Il y a des personnages qui suscitent la passion, qu’il s’agisse de haine ou d’amour. Kara « Starbuck » Thrace fait partie de ceux-là. Personnage emblématique de Battlestar Galactica, elle a fait couler beaucoup d’encre (virtuelle), laissant rarement indifférent le téléspectateur.

Au point de départ, le Lt. Thrace était un homme. Nous sommes en 1978 et c’est Dirk Benedict qui incarne ce pilote aimant les femmes et le cigare. Quand Ronald D. Moore donne le jour à son remake, Starbuck – nom, comme celui de Boomer, tiré de Moby Dick – devient une femme, et c’est à Katee Sackhoff que revient la tâche de donner vie au personnage.

Ce rôle ne va pas être de tout repos, car cela a beaucoup agité en début de série, sûrement dû en grande partie au fait que le Lt. Starbuck était l’incarnation de l’alpha male. Kara ne sera donc pas une womanizer, mais le personnage sera doté d’une forte personnalité qui marquera la série à tout jamais.

Il faut dire que si la série a fait du chemin, et le personnage avec (et pas toujours dans le bon sens), Kara s’est rapidement imposée comme une femme de caractère. Entre alcool, jeux et cigare, elle ne se laisse pas marcher sur les pieds. Mieux encore, elle excelle aussi bien dans sa profession de pilote que dans celle d’exacerber certains de ses collègues, en particulier le Colonel Tigh, surtout qu’elle a des problèmes avec l’autorité. Starbuck est une provocatrice, qui ne maitrise pas véritablement la subtilité. En fait, il serait mieux de la définir comme une battante et une femme qui se donne les moyens d’obtenir ce qu’elle veut. Elle a grâce à cela développé une certaine capacité à taper sur les nerfs. Cela fait irrémédiablement partie du charme du personnage, temporisé par ses faiblesses.

Si Kara Thrace fut au départ principalement définie par son côté rebelle et incontrôlable, il ne faudra pas trop longtemps pour découvrir les fragilités du personnage, dont l’une est Zak Adama, mort dans un crash de Viper. Starbuck est on ne peut plus liée à la famille Adama, entre le père, Bill, qui la voit comme sa fille adoptive et Lee, frère de Zak, pour lequel elle a clairement des sentiments (réciproque) qui agiteront clairement une relation compliquée.

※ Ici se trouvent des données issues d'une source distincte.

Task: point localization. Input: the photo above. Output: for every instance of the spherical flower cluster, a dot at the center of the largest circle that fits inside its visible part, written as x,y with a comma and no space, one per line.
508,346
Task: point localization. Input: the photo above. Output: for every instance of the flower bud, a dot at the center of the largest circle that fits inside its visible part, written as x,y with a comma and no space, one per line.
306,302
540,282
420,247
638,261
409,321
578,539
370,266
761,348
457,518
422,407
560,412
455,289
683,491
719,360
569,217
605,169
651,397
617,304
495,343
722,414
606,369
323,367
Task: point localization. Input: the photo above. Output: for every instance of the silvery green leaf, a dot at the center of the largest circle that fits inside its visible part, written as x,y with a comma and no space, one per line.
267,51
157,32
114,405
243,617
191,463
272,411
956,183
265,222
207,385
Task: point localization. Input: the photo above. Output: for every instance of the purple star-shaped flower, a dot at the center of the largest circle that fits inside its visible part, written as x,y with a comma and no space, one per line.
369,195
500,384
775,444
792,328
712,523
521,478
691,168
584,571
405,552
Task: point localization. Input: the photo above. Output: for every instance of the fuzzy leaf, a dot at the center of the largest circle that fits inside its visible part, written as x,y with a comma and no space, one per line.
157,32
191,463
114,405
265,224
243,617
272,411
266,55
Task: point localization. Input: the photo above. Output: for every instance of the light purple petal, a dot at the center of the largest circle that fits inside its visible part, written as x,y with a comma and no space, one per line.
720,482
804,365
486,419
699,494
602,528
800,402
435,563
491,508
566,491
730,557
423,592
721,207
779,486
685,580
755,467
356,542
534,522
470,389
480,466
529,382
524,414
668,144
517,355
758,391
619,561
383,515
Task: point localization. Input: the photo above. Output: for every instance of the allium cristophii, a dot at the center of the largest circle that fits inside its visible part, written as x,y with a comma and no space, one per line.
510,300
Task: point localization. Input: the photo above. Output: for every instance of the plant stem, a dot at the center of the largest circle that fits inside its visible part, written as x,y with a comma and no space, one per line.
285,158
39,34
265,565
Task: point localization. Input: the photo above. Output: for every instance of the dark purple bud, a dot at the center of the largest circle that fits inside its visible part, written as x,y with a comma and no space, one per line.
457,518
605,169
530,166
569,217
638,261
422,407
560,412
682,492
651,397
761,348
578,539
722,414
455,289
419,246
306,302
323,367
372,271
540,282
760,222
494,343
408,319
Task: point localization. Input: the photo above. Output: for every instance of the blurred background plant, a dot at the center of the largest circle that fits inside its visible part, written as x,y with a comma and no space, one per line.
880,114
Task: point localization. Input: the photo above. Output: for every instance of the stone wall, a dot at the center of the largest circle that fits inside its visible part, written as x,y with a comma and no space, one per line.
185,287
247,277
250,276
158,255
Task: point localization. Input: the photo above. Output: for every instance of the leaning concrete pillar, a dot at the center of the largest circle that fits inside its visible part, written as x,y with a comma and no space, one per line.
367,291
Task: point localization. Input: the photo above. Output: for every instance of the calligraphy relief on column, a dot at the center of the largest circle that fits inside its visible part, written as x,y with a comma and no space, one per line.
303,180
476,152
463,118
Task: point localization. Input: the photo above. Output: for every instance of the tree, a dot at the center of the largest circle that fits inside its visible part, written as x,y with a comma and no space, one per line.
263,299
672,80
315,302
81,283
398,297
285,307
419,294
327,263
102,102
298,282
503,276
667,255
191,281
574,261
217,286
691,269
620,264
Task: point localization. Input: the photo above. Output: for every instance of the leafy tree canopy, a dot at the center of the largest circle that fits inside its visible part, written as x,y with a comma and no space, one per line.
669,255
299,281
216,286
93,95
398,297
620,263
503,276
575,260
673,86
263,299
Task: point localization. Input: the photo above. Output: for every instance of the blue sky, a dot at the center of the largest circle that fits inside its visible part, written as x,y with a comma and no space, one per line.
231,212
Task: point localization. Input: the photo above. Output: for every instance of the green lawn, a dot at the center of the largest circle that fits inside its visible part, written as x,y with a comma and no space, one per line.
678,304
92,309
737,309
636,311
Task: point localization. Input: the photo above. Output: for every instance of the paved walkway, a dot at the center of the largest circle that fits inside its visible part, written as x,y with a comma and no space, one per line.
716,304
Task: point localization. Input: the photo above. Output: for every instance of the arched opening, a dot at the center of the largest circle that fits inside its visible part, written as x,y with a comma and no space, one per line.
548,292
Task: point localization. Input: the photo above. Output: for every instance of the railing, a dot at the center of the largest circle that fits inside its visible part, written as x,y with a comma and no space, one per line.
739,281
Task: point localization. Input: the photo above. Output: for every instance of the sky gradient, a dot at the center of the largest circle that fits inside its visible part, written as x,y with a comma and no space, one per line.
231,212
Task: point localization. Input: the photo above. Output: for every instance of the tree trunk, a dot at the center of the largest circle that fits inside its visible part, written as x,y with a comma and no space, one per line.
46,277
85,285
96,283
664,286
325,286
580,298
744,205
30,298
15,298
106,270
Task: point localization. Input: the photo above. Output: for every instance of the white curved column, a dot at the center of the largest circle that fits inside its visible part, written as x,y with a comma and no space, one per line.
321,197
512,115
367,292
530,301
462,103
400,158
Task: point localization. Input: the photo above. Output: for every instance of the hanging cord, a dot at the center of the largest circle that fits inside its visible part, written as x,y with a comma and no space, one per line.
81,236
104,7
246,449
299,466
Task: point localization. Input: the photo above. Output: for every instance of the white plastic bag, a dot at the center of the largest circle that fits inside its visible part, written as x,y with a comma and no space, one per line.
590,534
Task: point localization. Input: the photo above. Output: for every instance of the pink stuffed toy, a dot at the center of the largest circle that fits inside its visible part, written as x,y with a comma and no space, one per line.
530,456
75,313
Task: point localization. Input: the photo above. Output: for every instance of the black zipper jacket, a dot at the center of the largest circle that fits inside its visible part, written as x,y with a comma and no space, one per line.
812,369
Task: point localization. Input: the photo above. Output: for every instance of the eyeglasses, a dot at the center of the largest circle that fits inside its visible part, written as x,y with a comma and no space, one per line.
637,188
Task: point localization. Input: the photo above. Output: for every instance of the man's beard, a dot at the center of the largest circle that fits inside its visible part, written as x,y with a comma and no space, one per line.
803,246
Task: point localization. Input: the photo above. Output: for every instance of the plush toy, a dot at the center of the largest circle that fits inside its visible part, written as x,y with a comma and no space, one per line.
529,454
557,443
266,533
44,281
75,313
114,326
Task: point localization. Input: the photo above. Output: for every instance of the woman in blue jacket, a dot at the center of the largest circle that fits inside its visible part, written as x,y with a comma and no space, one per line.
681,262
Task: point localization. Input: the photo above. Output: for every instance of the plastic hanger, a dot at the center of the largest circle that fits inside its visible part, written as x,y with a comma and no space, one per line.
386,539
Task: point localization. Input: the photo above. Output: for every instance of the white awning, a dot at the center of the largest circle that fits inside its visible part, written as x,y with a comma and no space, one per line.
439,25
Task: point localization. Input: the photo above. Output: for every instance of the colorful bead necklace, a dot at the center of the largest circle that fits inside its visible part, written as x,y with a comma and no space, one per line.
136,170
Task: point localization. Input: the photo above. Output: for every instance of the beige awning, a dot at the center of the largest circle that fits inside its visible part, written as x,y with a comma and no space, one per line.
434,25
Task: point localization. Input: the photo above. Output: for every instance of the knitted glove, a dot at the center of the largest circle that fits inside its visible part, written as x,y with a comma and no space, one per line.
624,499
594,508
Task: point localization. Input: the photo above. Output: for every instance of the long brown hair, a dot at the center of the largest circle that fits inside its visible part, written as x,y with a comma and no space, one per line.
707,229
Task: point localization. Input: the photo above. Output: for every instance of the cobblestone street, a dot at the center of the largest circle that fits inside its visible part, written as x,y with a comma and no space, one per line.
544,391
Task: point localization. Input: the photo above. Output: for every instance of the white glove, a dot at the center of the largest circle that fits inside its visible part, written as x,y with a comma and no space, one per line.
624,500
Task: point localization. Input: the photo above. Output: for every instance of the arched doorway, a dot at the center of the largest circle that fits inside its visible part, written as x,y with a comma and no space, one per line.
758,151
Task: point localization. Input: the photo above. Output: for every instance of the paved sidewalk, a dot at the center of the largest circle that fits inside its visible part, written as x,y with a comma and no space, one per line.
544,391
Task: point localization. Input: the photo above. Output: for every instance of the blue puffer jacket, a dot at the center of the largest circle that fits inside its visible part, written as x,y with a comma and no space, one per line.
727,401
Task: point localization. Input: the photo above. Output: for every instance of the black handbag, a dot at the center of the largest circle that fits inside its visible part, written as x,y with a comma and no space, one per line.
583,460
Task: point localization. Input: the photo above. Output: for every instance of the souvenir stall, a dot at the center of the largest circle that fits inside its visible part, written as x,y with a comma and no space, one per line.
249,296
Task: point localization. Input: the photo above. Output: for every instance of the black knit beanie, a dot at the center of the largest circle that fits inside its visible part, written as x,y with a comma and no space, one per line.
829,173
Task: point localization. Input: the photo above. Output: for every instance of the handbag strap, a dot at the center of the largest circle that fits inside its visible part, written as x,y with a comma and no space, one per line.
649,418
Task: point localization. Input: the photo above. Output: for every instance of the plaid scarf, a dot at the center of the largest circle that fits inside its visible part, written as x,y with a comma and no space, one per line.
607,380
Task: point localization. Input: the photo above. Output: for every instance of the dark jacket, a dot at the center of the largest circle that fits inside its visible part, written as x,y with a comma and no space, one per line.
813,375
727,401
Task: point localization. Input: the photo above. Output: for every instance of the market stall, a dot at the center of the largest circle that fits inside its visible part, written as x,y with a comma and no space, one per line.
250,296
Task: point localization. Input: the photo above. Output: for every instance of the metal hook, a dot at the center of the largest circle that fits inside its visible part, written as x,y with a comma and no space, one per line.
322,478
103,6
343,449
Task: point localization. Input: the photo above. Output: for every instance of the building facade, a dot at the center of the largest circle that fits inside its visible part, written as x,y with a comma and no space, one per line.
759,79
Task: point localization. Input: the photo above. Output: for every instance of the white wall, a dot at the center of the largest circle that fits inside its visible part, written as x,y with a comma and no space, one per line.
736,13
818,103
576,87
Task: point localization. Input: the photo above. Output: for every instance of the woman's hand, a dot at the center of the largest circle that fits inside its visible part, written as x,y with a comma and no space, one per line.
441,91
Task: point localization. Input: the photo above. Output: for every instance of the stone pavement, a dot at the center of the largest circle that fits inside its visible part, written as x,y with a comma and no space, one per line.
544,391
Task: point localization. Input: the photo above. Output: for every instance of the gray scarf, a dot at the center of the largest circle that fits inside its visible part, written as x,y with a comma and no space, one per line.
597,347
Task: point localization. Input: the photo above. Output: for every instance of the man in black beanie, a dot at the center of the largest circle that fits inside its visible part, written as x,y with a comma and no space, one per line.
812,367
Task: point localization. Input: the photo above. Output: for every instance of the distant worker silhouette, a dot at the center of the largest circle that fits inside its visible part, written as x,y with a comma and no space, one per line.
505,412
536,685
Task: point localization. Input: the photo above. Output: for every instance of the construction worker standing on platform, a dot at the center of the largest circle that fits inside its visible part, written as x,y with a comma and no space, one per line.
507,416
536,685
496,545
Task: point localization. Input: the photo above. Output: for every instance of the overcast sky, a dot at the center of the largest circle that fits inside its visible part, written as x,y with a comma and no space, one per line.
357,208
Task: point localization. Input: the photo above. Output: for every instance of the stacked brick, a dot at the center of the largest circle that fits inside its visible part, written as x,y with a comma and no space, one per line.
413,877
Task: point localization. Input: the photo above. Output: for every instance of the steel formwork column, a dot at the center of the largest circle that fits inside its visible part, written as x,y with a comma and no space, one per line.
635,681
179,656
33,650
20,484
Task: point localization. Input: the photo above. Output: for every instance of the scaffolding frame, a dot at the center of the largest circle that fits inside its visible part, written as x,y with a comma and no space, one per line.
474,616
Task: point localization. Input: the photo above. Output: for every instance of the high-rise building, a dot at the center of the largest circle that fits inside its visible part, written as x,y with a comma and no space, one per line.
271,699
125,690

Originaire de Caprica, Kara n’exprime pas beaucoup son côté religieux (elle prie régulièrement les Dieux de Kobol), mais cela se dévoilera d’une certaine façon bien plus quand elle sera bien décidée à retrouver la route de la Terre, ce qui la ramènera sur son monde natal. Cela participe en tout cas à rendre le personnage encore plus complexe.

Tout au long de la série, le personnage de Kara se dévoilera à nous, qu’il s’agisse de son histoire personnelle ou dans sa destinée. Il serait mentir de dire qu’elle fut continuellement une source de bonnes choses, sa vie privée jonglant entre Anders et Lee n’ayant sûrement pas fait ressortir le meilleur d’elle et du programme. À cela, on peut ajouter les sentiments mitigés que le traitement de sa mort et résurrection a pu susciter auprès du public. Son comportement borderline – comme le montre bien ses rapports avec Leoben Conoy – aura sûrement énervé plus d’un spectateur, mais il est aussi en grande partie au cœur de ce qui a fait de Kara « Starbuck » Thrace un personnage si emblématique.

Il y a comme un volcan prêt à entrer en éruption au cœur de Kara Thrace. Sûre d’elle, déterminée, tête brûlée, mais aussi touchante, sensible et libre. Starbuck est assurément l’un des personnages féminins les plus complexes de la dernière décennie, la rendant unique et symbolique de Battlestar Galactica.